I’m attempting to load a 14 GB object using torch.load() under Windows 10 (64-bit), Python 3.8.5, 3090 RTX and PyTorch 1.7.1 and I’m getting an error:

Exception has occurred: TypeError
get_storage_from_record(): incompatible function arguments. The following argument types are supported:
    1. (self: torch._C.PyTorchFileReader, arg0: str, arg1: int, arg2: object) -> at::Tensor

Invoked with: <torch._C.PyTorchFileReader object at 0x00000248E74CC970>, 'data/2588766380832', -785689216, torch.float32
  File "U:\endgame\datasetLoader.py", line 40, in loadOrCreateDatasets
    trainLoader = torch.load(savedFnameTrain)

The object was saved using torch.save(). On the other hand, loading a 3.5 GB object works fine. Is there a size limitation at play? Any recommended workaround?

I’ve attempted to load a Dataset (18 GB) and convert it into a DataLoader but this also fails:

Exception has occurred: RuntimeError
[enforce fail at ..\c10\core\CPUAllocator.cpp:48] ((ptrdiff_t)nbytes) >= 0. alloc_cpu() seems to have been called with negative number: 18446744070566794752
  File "U:\endgame\datasetLoader.py", line 42, in loadOrCreateDatasets
    demoSetTrain = pickle.load(open(savedFnameTrainDS, "rb"))

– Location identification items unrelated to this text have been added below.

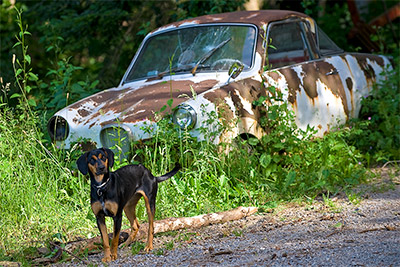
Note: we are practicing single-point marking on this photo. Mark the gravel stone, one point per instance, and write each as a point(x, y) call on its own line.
point(331, 233)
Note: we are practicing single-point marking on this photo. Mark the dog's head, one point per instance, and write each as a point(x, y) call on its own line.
point(97, 162)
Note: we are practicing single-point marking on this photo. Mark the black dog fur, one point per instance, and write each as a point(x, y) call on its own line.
point(114, 192)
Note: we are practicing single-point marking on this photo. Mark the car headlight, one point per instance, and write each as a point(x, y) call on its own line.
point(117, 138)
point(185, 116)
point(58, 128)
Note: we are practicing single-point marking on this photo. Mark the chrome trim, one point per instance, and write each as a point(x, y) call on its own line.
point(150, 35)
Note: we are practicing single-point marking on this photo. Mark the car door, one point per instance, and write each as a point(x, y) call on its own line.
point(310, 83)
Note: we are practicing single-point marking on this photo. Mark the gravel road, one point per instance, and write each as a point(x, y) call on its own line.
point(361, 231)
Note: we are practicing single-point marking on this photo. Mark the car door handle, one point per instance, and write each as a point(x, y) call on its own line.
point(332, 72)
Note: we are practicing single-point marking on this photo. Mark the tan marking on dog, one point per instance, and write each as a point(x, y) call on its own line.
point(96, 207)
point(149, 245)
point(112, 207)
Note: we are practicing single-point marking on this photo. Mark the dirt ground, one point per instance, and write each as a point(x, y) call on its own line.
point(360, 230)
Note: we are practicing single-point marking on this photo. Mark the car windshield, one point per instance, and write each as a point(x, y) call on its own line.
point(194, 49)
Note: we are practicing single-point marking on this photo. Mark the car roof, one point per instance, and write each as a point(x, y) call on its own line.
point(259, 18)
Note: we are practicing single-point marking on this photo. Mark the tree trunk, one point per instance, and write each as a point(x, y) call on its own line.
point(170, 224)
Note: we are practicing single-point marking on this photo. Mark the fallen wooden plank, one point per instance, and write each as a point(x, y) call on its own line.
point(166, 225)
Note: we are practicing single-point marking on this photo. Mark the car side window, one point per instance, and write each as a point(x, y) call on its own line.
point(288, 44)
point(326, 45)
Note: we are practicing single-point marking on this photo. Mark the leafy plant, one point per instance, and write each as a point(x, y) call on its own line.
point(377, 131)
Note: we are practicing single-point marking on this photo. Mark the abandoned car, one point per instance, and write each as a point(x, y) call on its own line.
point(223, 63)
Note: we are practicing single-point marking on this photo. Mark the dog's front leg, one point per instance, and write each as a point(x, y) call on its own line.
point(117, 229)
point(101, 224)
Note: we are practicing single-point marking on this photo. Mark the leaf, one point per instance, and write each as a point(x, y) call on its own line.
point(33, 77)
point(16, 44)
point(290, 178)
point(265, 160)
point(28, 59)
point(253, 141)
point(15, 95)
point(32, 102)
point(18, 72)
point(169, 102)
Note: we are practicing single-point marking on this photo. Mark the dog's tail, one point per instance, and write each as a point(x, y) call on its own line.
point(170, 174)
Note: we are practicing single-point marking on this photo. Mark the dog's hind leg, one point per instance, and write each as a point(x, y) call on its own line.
point(103, 231)
point(117, 230)
point(150, 207)
point(130, 212)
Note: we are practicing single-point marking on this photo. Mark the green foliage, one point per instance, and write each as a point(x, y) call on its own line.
point(377, 132)
point(43, 198)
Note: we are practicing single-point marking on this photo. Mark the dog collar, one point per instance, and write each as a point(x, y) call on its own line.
point(101, 187)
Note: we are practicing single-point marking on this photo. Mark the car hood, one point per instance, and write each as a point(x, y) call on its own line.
point(131, 103)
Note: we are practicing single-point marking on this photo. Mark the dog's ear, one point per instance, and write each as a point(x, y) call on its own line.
point(82, 163)
point(110, 156)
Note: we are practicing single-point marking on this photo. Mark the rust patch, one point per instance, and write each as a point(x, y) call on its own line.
point(248, 90)
point(83, 112)
point(293, 83)
point(131, 105)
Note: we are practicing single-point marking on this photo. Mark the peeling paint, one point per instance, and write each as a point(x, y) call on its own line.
point(321, 92)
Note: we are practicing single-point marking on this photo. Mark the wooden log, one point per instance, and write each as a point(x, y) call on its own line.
point(93, 245)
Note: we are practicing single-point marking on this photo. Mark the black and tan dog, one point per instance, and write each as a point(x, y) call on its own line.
point(114, 192)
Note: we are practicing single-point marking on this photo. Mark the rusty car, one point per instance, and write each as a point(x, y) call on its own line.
point(223, 63)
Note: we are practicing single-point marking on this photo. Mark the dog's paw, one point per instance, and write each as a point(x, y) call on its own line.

A similar report from March 2020: Using torch.save and torch.load on very heavy files

InnovArul · January 9, 2021, 7:14am

For large files, a typical workaround is to use HDF5 format.
Check if it suits your needs.

ptrblck · January 18, 2021, 7:34am

The issue might also be related to this one.
Could you try to suggestion by using pickle protocol 4?